São Paulo (AUN - USP) - O espaço docente da Faculdade de Medicina da USP passou por um período de turbulência no último mês. A decisão do governador José Serra de transferir a gestão do futuro Instituto Doutor Arnaldo, o IDA, do Hospital das Clínicas para a Secretaria de Estado da Saúde causou rebuliço entre os professores da Universidade e desacordos entre o governo e os mesmos.
Miguel Srougi, a quem pertence a cadeira de Urologia, escreveu uma carta a seus colegas atentando para os riscos contidos em tal procedimento, ao que se seguiu uma série de entrevistas com o médico, que ficou em posição delicada devido o caráter de suas declarações. Ele afirmou que o instituto pode se transformar em instrumento de manipulação política, desagradando dirigentes do Estado, que interromperam mais uma vez as negociações.
Miguel afirmou estar chateado com o rumo tomado por suas declarações e prefere, agora, ficar à parte das discussões que envolvem o IDA para não mais prejudicar o andamento das negociações.
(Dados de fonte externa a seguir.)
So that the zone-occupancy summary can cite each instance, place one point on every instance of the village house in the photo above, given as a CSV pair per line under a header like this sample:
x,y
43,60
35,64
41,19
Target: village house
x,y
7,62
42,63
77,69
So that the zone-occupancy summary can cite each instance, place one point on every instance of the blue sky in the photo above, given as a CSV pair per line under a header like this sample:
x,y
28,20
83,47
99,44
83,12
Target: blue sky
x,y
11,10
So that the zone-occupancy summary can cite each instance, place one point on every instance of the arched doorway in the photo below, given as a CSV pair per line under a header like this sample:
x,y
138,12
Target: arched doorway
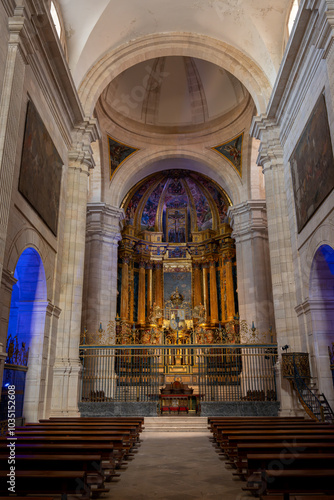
x,y
25,337
322,313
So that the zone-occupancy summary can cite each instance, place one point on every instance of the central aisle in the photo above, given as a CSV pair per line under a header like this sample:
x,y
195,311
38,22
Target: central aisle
x,y
177,466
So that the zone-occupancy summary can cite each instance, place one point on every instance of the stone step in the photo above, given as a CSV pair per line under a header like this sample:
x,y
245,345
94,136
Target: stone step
x,y
176,424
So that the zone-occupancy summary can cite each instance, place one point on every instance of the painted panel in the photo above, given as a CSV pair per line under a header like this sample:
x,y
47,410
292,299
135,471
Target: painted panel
x,y
204,214
232,151
312,165
182,280
118,152
41,170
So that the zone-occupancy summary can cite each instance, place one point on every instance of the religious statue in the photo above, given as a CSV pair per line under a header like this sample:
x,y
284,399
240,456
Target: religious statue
x,y
199,313
155,314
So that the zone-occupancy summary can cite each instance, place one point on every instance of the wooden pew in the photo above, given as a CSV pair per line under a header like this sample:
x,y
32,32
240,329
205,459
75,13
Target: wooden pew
x,y
108,428
220,433
296,481
55,482
269,461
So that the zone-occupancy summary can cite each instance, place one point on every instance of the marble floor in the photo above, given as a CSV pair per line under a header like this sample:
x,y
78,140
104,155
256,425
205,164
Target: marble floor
x,y
176,466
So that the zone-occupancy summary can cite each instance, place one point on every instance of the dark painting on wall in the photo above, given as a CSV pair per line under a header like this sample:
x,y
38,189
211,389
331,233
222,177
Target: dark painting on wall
x,y
312,165
232,151
118,152
41,170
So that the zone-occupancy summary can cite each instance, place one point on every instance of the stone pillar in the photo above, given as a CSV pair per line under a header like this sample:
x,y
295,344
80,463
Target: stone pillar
x,y
250,231
213,294
67,367
228,263
100,283
280,246
158,284
10,110
197,284
125,289
206,297
149,270
141,294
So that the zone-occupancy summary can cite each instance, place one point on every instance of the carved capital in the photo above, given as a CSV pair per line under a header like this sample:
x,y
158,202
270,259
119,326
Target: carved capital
x,y
104,221
83,135
248,219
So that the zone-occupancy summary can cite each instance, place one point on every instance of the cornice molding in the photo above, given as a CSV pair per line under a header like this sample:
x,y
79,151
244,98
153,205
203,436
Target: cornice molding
x,y
104,222
249,220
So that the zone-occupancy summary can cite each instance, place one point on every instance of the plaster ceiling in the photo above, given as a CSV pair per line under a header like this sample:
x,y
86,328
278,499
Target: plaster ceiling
x,y
255,27
173,92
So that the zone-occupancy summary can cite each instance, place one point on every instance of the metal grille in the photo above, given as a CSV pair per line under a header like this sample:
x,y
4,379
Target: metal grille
x,y
217,372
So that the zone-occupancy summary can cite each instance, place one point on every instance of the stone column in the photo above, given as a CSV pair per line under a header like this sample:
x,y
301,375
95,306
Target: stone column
x,y
125,288
206,299
67,368
10,110
158,270
149,271
141,294
197,283
213,294
250,231
100,283
280,246
230,306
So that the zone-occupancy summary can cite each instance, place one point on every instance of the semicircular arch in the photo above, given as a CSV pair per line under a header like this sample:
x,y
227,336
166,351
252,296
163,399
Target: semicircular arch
x,y
143,164
174,44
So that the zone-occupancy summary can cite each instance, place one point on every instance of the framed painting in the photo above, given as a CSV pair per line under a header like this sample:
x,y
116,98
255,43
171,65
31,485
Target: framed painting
x,y
312,167
41,170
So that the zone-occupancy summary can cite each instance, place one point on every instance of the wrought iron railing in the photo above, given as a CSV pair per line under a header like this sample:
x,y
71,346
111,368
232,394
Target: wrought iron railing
x,y
232,372
317,409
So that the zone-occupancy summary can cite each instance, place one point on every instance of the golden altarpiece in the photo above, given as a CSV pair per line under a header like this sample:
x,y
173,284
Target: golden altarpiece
x,y
177,269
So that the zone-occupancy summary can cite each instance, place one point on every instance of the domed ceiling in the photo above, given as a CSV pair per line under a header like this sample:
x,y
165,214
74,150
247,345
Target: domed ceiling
x,y
176,203
173,92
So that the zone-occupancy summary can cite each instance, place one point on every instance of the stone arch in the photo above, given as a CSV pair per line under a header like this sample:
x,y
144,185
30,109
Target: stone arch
x,y
321,307
26,326
143,164
29,238
177,44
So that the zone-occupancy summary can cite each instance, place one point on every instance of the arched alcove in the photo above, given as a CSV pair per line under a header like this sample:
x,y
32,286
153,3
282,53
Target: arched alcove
x,y
26,327
321,301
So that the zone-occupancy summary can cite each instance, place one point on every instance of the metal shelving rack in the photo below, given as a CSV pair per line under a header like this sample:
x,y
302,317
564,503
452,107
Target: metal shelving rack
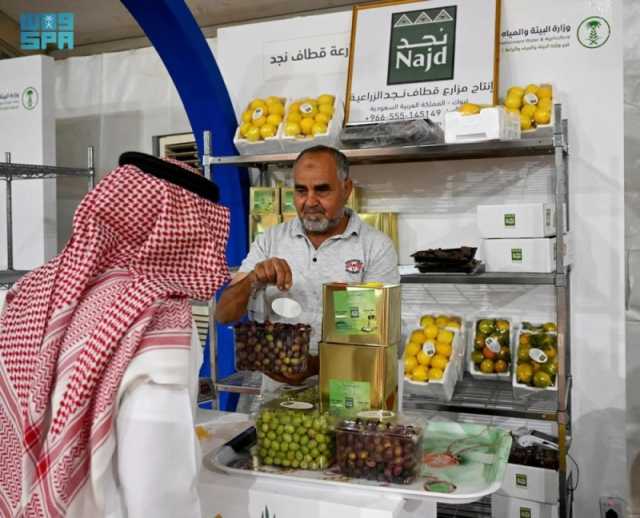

A opinião que defende, porém, é partilhada por inúmeros médicos da faculdade, assim como outros colegas. O presidente do Sindicato dos Médicos de São Paulo (Simesp), Cid Carvalhaes, concorda que o instituto é “uma moeda de troca política”. O hospital, idealizado na gestão Orestes Quércia, vem mudando de nome e conveniência ao longo dos anos sob consecutivas promessas de inauguração que nunca são cumpridas. A estréia deveria ter ocorrido em dezembro do ano passado, prazo máximo prometido pelo então governador Geraldo Alckmin.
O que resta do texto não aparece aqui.